DeepSeek makes a big move! New model focuses on mathematical theorem proving, significantly refreshing multiple high-difficulty benchmarks.

In the Putnam competition, the new model DeepSeek-Prover-V2 directly reset the record to 49 problems solved.

The current number one solved only 10 problems out of 657, which was Kimina-Prover, a result of collaboration between Kimi and the AIME 2024 champion team Numina.

DeepSeek-R1, which is not optimized for theorem proving, solved only 1 problem.

This makes the yet-to-be-released R2 even more anticipated.

In addition to the evaluation results, the paper specifically reports the phenomenon of "discovering new skills through reinforcement learning."

Just as R1 brought "aha moments," Prover-V2 also possesses unexpected capabilities.

Specifically, in the Putnam competition, the smaller parameter DeepSeek-Prover-V2-7B successfully solved 13 problems that the 671B model failed to solve using a non-CoT generation mode.

After carefully examining the output of this model, the team found that its reasoning method has a unique pattern: when dealing with problems involving finite cardinality, the 7B model often uses Cardinal.toNat and Cardinal.natCast_inj, while these are noticeably absent in the output generated by the 671B model.

It should be noted that the 7B model was obtained by first fine-tuning the DeepSeek-Prover-V1.5-Base model using data collected during the reinforcement learning phase of the 671B model, and then performing reinforcement learning.

In other words, the 7B model learned new skills that the 671B model did not.

Unified Model for Formal and Informal Mathematical Proofs

DeepSeek's mathematical theorem proving models, the DeepSeek-Prover series, have released 3 versions:

DeepSeek-Prover in March 2024 (hereinafter referred to as Prover-V1)

DeepSeek-Prover-V1.5 in August 2024 (hereinafter referred to as Prover-V1.5)

DeepSeek-Prover-V2 in May 2025 (hereinafter referred to as Prover-V2)

Prover-V1 mainly explored advancing theorem proving by fine-tuning DeepSeek-Math-7B with a large-scale synthetic dataset.

Prover-V1.5 added reinforcement learning with proof assistant feedback (RLPAF) and Monte Carlo Tree Search methods on top of that.

Prover-V2 further proposed "reinforcement learning with subgoal decomposition" and upgraded the base model from DeepSeek-Math-7B to DeepSeek-V3.

By integrating the high context window and powerful natural language reasoning capabilities of DeepSeek-V3, formal and informal mathematical proofs are unified into a single model.

Prover-V2 also inherited the two generation modes, CoT and non-CoT, proposed by Prover-V1.5.

Next, we will introduce the main aspects of Prover-V2 in detail.
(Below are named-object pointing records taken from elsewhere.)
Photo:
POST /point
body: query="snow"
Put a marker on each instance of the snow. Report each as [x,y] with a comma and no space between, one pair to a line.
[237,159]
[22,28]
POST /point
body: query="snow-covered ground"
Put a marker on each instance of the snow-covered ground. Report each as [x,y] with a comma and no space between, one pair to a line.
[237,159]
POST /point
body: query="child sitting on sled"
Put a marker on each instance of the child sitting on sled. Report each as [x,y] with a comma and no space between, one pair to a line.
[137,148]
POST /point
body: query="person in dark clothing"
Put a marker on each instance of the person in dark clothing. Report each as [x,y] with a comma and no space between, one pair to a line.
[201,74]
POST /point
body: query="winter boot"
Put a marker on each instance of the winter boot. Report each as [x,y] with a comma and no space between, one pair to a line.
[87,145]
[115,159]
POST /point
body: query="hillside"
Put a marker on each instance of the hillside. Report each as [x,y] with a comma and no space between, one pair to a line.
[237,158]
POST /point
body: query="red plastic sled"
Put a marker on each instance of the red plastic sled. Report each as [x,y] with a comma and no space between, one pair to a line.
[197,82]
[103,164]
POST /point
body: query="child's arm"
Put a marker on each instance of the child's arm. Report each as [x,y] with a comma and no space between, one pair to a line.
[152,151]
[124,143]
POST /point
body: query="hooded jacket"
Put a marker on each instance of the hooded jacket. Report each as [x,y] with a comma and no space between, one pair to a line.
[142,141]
Synthesizing Cold-Start Reasoning Data through Recursive Proof Search

Utilizing DeepSeek-V3 as a unified tool for subgoal decomposition and formalization to construct a cold-start dataset, DeepSeek-V3 is prompted to decompose theorems into high-level proof sketches and simultaneously formalize these proof steps in Lean 4, generating a series of subgoals.

A smaller 7-billion-parameter model is used to handle the proof search for each subgoal, thus alleviating the associated computational burden. Once the decomposition steps for a challenging problem are solved, the complete step-by-step formal proof is paired with the corresponding chain-of-thought from DeepSeek-V3 to create cold-start reasoning data.

Reinforcement Learning with Subgoal Decomposition using Synthetic Cold-Start Data

The team carefully selected a set of challenging problems that the 7-billion-parameter prover model could not solve end-to-end, but all decomposed subgoals were successfully solved.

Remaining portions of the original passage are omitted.